Mesenchymal stem cells
After 4 years of follow-up of patients with severe SLE who underwent allogeneic bone marrow transplantation, it was found that nearly 50% of patients experienced clinical remission and the overall survival rate was 94%. Despite encouraging clinical efficacy and apparent safety, the biological mechanisms explaining the therapeutic effect of mesenchymal stem cells in SLE have not yet been elucidated[35,40]. For SSc, there are only a small number of case reports suggesting that the use of mesenchymal stem cells is safe and effective, but comprehensive clinical trials have not yet been conducted. In severe refractory rheumatoid arthritis, two studies have been investigated for the therapeutic use of intravenously administered bone marrow-derived mesenchymal stem cells. Based on the results, the method was safe, no serious adverse effects occurred, and clinically significant remission was observed. Three to six months after the intervention, the level of inflammatory cytokines in the peripheral blood decreased and the number of Treg cells increased. Mesenchymal stem cells derived from adipose tissue have been shown to have similarly good results, but in order to maintain the therapeutic effect, the introduction of stem cells was repeated every 3 mo[35,41]. Fifty percent of patients with Crohn's disease were in remission after half a year with parenteral administration of mesenchymal stem cells isolated from placenta. At the same time, by increasing the number of stem cells administered, only one-third of the patients had an appreciable therapeutic effect, and after 6 mo none of them were in remission[42,43].

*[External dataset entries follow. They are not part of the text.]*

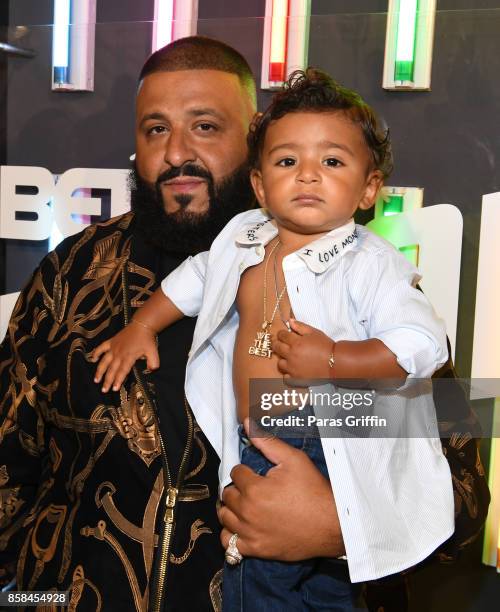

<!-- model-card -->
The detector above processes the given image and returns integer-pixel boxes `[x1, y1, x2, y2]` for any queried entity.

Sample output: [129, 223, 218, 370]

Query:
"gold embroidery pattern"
[80, 521, 147, 612]
[170, 519, 213, 565]
[68, 565, 102, 612]
[83, 232, 123, 280]
[103, 384, 161, 467]
[49, 438, 62, 474]
[0, 486, 24, 528]
[209, 569, 223, 612]
[27, 504, 67, 591]
[184, 423, 207, 480]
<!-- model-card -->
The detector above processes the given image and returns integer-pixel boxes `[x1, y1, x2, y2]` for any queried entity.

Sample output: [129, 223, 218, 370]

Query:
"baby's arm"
[273, 248, 448, 380]
[92, 288, 184, 393]
[273, 319, 408, 380]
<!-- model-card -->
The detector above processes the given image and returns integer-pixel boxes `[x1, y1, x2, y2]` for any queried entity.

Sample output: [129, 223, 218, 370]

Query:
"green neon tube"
[394, 0, 418, 81]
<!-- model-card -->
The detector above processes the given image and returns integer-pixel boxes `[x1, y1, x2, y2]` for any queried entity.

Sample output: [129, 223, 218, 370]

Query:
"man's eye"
[323, 157, 344, 168]
[196, 123, 217, 132]
[276, 157, 295, 168]
[148, 125, 166, 134]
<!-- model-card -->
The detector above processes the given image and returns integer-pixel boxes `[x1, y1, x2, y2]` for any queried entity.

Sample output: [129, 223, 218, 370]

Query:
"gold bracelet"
[328, 342, 336, 368]
[130, 317, 156, 336]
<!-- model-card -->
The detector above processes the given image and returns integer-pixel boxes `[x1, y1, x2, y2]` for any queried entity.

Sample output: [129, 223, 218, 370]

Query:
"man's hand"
[219, 418, 345, 561]
[92, 319, 160, 393]
[273, 319, 334, 379]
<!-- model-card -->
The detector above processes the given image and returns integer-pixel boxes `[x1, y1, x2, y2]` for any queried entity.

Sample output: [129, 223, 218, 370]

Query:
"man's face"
[136, 70, 253, 215]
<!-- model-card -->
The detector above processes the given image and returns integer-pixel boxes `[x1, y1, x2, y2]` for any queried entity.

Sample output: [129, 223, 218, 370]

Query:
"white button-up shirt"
[162, 210, 454, 582]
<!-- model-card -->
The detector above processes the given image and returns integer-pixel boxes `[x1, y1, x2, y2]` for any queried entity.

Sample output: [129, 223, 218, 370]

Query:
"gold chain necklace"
[248, 238, 286, 359]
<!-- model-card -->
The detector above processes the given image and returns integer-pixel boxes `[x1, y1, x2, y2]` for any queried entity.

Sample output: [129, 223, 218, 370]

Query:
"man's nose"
[164, 130, 196, 167]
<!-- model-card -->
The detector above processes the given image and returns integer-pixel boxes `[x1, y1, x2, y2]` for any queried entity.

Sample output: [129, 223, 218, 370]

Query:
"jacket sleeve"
[0, 253, 57, 581]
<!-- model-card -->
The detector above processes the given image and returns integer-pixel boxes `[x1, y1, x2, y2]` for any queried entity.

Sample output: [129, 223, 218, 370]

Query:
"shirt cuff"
[374, 328, 448, 378]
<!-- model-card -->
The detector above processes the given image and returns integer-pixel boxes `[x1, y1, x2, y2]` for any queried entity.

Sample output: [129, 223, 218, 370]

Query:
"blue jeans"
[222, 438, 358, 612]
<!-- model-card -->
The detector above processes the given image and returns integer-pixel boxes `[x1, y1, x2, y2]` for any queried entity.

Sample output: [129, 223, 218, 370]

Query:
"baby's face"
[252, 112, 382, 234]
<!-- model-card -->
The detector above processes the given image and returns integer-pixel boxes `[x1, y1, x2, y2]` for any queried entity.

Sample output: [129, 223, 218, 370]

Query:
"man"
[0, 37, 343, 611]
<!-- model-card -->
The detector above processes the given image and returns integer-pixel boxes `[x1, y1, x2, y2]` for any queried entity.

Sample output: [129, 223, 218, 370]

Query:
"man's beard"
[129, 163, 255, 255]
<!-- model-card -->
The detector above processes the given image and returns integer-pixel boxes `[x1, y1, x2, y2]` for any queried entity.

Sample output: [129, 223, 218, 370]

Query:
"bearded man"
[0, 37, 343, 612]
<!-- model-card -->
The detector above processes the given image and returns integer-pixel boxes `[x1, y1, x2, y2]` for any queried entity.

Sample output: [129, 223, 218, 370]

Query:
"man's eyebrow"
[188, 107, 225, 121]
[140, 113, 167, 125]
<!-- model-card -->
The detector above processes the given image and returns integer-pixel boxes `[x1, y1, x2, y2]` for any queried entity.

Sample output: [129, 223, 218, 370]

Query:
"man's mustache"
[156, 164, 213, 186]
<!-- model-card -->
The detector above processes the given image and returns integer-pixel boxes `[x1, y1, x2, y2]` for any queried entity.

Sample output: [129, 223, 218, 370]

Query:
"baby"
[94, 69, 454, 611]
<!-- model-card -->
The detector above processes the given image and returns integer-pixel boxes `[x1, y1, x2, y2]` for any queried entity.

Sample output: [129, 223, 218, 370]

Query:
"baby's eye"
[276, 157, 295, 168]
[323, 157, 344, 168]
[148, 125, 166, 134]
[196, 123, 217, 132]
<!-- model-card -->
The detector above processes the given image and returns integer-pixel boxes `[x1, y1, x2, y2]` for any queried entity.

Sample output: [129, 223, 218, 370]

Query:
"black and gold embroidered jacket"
[0, 213, 223, 612]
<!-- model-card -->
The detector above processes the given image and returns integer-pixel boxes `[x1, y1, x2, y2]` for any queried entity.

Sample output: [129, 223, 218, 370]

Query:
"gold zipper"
[122, 263, 194, 612]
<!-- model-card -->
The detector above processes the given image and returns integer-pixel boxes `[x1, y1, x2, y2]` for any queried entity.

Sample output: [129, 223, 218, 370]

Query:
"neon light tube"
[153, 0, 175, 51]
[269, 0, 288, 82]
[383, 194, 404, 217]
[394, 0, 418, 82]
[52, 0, 71, 83]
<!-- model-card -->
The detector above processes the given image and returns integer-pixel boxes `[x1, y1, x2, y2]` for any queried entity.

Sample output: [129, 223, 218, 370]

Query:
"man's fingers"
[245, 419, 304, 466]
[288, 319, 315, 336]
[229, 464, 262, 492]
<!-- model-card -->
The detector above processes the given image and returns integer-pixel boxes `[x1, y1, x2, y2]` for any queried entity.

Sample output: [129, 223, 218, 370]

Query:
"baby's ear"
[359, 170, 384, 210]
[250, 168, 266, 208]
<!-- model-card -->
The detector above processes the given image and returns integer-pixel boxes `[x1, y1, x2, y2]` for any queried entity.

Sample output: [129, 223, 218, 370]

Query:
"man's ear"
[250, 168, 266, 208]
[359, 170, 384, 210]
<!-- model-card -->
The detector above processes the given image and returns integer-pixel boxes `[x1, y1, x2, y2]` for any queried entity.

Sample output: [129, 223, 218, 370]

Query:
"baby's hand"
[92, 319, 160, 393]
[273, 319, 334, 379]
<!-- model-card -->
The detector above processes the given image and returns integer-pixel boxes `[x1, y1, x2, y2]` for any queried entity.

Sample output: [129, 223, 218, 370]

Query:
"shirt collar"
[236, 210, 358, 274]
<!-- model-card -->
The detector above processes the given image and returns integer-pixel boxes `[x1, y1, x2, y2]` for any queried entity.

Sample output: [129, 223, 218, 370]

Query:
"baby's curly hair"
[248, 68, 393, 178]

In summary, the progress in clinical trials using stem cells for disease modification, immunomodulation, or regenerative purposes are undoubtedly encouraging, but most are still in the early stages, and the clinical results reported are not clear about therapeutic efficacy and potential side effects. Uniform regulation of the clinical application of stem cells is also indispensable for this highly customizable, minimally invasive, and individualized therapeutic method to become a successful and safe treatment alternative in many different disorders.